Reprise au Théâtre de l’Athénée, de Nietzsche/Wagner : le Ring, l’étonnant spectacle d’Alain Bézu, créé fin 2010 à Reims. Tout est dans le titre : sur le ring, deux génies qui furent amis s’affrontent par Ring (des Nibelungen) interposé. Aux déclarations d’amour/haine du philosophe, personnifié par l’acteur François Clavier, répondent trois jeunes chanteurs et un orchestre répétant quelques scènes clés de La Tétralogie. Une sorte de jeu de l’envers selon l’écrivain Antonio Tabucchi (« Le fait de m'être un jour aperçu, à cause des imprévisibles événements qui régissent notre vie, que quelque chose qui était "ainsi" était pourtant autrement »). En un an et demi, le spectacle a évolué. Il est moins pédagogique, moins ironique (disparition de la savoureuse explication au tableau noir de la généalogie des dieux), comme pour mieux répondre à la question essentielle : dans quelle mesure toute cette histoire nous parle de nous ? Les chanteurs sont valeureux - à commencer par Paul Gaugler, Siegfried tel qu’on le rêve -, et le chef Dominique Debart discipline efficacement l’Orchestre Lamoureux en « formation Siegfried-Idyll » (vingt-deux musiciens). Plus excitant, en tout cas, que le scolaire Ring Saga donné à la rentrée dernière à la Cité de la Musique.
François Lafon
Théâtre de l’Athénée, Paris, jusqu’au 11 mai. Rencontre avec l’équipe le 9 mai à 19h à la Médiathèque Musicale de Paris (Forum des Halles) Photo © M. Berthaume
A l’Amphithéâtre Bastille, L’Atelier Lyrique de l’Opéra de Paris donne La Resurrezione, premier oratorio de Haendel (1708), mis en scène par un(e) disciple de Peter Brook, Lilo Baur. Espace brookien : du sable, des roseaux, pas d’accessoires ou presque, des costumes intemporels. Salle comble, au-delà de la jauge : une dame apostrophe le chef Paul Agnew, reprochant à l’orchestre d’occuper une partie des gradins. L’œuvre est recueillie : style vocal orné, mais pas de fugue monumentale, ni de grand choeur façon Messie. A Rome, le jeune Haendel imite les anciens pour raconter la deuxième nuit après la Crucifixion.
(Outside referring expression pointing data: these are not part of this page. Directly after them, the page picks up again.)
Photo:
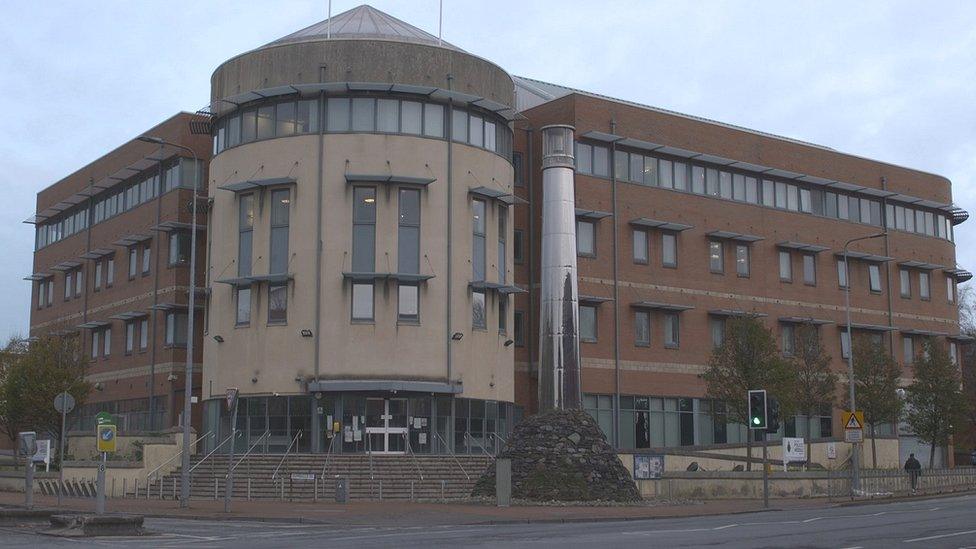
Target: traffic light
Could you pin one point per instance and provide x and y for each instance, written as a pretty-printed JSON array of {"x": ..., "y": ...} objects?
[
  {"x": 757, "y": 409},
  {"x": 772, "y": 416}
]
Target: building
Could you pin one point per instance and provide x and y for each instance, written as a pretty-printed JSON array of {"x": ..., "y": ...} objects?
[
  {"x": 111, "y": 266},
  {"x": 372, "y": 254}
]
Agnew-chef mène ses troupes - à commencer par les étudiants de la classe de musique ancienne du Conservatoire - avec l’élégance et la précision que l’on reconnaît à Agnew-ténor, et les stagiaires de l’Atelier, toutes promotions confondues, se livrent à un travail de haute école : pyrotechnie vocale et maîtrise de cet « espace vide » (concept brookien par excellence) où le public est à portée de main. Et même s’il s’agit-là de Brook sans Brook dans un lieu qui n’a pas la magie des Bouffes du Nord, le côté En attendant Godot de l’œuvre apparaît comme il ne le fera jamais en version de concert.